Kudakwashe Chidziya Business Correspondent
RECENT communication tariff increases have reduced social media platform access for many people with Mutare residents complaining that social media platforms have now become rather elite sites since many people cannot afford the new tariff charges.
Earlier this week, Director general of Postal and Telecommunications Regulatory Authority of Zimbabwe (Potraz) confirmed the upward tariff adjustments.
“The authority would therefore like to put it on record that the mobile data tariffs in Zimbabwe are comparable to those obtaining in other Sadc countries. As can be observed, the current price of 1GB of mobile data for Zimbabwe is among the lowest in the region, in United States dollar terms,” Dr Machengete said.
Disgruntled subscribers lament data tariffs increase especially for the commonly used WhatsApp which many subscribers have said they would substitute with Short Messages Services (SMS’s).
Prior to the tariff hike, a subscriber used to get 400MB a month but after the review for a monthly data bouquet worth RTGS$10, a subscriber will get 270MB which is less than the usual yet the SMS’s charges remained constant.
This has brought mixed feelings among subscribers who feel the recent approved charges were beyond their reach and would impact on their social and business communication.
Joice Muchena (28) said: “These new charges are just too much. I cannot afford them and I have since resorted to use SMS’s which are cheaper. Before I would change lines but this time all the three telecommunication companies have reviewed their data charges though NetOne is better.”
“I am now going to use texts messages since they are cheaper, these data bundles are now expensive and we can hardly afford monthly subscriptions,” said Rudo Saunyama (21).
Tinaye Chamazhika also said: “The recent increase will affect students. While most learning material is now accessible online, these tariffs are way too much and beyond the reach of many parents and students as well. I hope this can be reversed so that we enjoy online interaction as well which is trending in this digital era.”
Rutendo Chingombe had this to say: “The recent hike has impacted even on our businesses, especially us entrepreneurs who used to rely on online marketing. We used to engage with clients using online platforms like WhatsApp, sending them videos and pictures of products but now it is very difficult. Data is now expensive. Customer engagement has also lowered since a lot of clients and customers are no longer active on WhatsApp.”
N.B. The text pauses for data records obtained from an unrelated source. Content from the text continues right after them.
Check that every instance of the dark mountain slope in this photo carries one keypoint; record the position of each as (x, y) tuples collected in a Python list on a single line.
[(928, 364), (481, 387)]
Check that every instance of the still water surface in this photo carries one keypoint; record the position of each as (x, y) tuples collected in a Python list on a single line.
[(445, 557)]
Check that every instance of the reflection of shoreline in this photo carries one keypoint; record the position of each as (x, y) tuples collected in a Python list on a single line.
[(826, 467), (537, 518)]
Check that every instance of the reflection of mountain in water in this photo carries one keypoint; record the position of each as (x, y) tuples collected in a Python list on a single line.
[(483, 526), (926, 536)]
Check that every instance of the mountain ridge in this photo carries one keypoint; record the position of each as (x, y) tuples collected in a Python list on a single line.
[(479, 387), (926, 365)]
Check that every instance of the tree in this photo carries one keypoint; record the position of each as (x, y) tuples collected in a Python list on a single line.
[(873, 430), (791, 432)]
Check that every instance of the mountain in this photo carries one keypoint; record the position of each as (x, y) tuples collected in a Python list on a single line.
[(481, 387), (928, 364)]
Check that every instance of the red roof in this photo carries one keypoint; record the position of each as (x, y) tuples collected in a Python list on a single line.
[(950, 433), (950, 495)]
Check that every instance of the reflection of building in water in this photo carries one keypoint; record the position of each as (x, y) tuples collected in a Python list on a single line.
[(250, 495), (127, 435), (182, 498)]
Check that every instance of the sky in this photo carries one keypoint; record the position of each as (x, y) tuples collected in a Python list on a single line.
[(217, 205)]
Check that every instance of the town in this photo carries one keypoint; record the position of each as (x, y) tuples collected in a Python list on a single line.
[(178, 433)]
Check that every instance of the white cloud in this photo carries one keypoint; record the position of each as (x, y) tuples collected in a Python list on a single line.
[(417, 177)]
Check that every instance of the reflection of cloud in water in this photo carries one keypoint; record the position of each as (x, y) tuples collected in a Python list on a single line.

A Media and Society Studies lecturer with Midlands State University Dr Lyton Ncube said: “Like other African countries Zimbabwe is not spared from the digital participation divide and this recent tariffs hike has posed a threat of an increased exclusion of citizens on digital participation and online inclusivity making social media platforms rather an elite platform far from accommodating the ordinary citizen,” said Dr Lyton Ncube.